What are the Academic Insights?
- YES. Using an equal weighting scheme, the excess return spread between the highest quintile when ranked on earnings seasonality (“earnrank”) was 34bps per month, larger than that of the lowest seasonality quintile, with a t-stat equal to 3.13. The low seasonality portfolio returned an excess of 31bps, equally weighted, with a t-stat equal to 3.35, when risk-adjusted. The high seasonality portfolio returned an excess 65bps with a t-stat equal to 6.98, over the four-factor model. When excess returns were value-weighted the excess return spread surprisingly increased to 55bps. Excess returns were calculated using the four-factor Fama-French/Carhart model. All results were significant at the 1% level.(1)
- YES. Controlling for risk and stock-specific news, higher returns occur during periods when stock are expected to exhibit larger earnings due to seasonal effects. Although analysts do take seasonality into account, a complete correction of the seasonality in earnings forecast is not made.On average, analysts forecast 93% of the seasonal change in earnings correctly, missing 7%.In addition: The seasonal effect is larger when earnings are lower in the three most recent periods (3, 6 and 9 months prior) than they are in the prior 12 months.
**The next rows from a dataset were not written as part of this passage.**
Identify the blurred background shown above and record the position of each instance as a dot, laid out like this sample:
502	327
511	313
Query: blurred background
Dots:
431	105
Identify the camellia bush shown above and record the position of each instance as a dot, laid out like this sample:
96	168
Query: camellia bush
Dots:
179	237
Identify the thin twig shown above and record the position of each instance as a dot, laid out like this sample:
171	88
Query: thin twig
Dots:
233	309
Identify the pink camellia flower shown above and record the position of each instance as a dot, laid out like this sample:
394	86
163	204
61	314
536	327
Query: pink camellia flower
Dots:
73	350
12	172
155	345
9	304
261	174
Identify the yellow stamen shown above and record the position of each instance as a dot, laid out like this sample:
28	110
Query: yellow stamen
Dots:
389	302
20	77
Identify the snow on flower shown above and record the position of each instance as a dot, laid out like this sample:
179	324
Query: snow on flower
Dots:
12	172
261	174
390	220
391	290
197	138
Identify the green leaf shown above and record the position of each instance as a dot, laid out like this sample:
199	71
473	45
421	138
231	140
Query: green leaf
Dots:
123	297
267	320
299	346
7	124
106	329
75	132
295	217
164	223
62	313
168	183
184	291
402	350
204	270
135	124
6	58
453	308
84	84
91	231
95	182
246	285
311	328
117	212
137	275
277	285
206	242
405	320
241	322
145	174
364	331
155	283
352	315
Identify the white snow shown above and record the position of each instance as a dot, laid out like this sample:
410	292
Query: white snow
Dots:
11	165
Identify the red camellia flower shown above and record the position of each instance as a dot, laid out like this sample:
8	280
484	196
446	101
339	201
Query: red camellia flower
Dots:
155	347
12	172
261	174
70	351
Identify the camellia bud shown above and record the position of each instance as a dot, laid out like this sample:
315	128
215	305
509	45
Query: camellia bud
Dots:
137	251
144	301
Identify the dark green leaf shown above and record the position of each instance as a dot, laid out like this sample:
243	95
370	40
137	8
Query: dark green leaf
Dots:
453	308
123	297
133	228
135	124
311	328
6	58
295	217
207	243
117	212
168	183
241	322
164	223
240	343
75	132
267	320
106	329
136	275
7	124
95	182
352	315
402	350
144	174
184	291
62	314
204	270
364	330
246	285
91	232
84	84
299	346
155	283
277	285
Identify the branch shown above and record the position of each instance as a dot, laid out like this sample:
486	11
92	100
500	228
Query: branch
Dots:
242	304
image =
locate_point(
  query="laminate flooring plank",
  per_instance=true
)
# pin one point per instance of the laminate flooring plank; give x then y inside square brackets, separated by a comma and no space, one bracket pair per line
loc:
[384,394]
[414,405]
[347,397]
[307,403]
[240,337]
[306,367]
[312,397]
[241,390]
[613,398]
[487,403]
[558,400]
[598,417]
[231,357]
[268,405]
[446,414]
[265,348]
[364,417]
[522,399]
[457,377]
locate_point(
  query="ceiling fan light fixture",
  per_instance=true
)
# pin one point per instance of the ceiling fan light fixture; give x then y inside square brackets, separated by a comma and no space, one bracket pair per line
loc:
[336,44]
If earnings are lower in the prior 12 months there is no difference in returns.
- NO. Although risk adjustments were made, it is still possible that sorting on earnings seasonality the results may be a function of other variables or anomalies associated with the seasonal excess returns. No empirical support was found for competing explanations including the following: Increases in trading volume and firm-specific risk; Time-varying factor exposures; Earnings management and other accounting variables; and other measures of earnings seasonality.
Why does it matter?
This study is interesting because it moves forward the discussion about behavioral biases that are tied to investor underreaction that ultimately impacts rational pricing. The evidence presented here supports the idea that investors focus on recent earnings events instead of paying adequate attention to predictable, long-term patterns in earnings.
What is the most important chart in the paper?
The results are hypothetical results and are NOT an indicator of future results and do NOT represent returns that any investor actually attained. Indexes are unmanaged, do not reflect management or trading fees, and one cannot invest directly in an index.
Abstract
We present evidence consistent with markets failing to properly price information in seasonal earnings patterns. Firms with historically larger earnings in one quarter of the year (“positive seasonality quarters”) have higher returns when those earnings are usually announced. Analysts have more positive forecast errors in positive seasonality quarters, consistent with the returns being driven by mistaken earnings estimates. We show that investors appear to overweight recent lower earnings following positive seasonality quarters, leading to pessimistic forecasts in the subsequent positive seasonality quarter. The returns are not explained by risk-based explanations, firm-specific information, increased volume, or idiosyncratic volatility.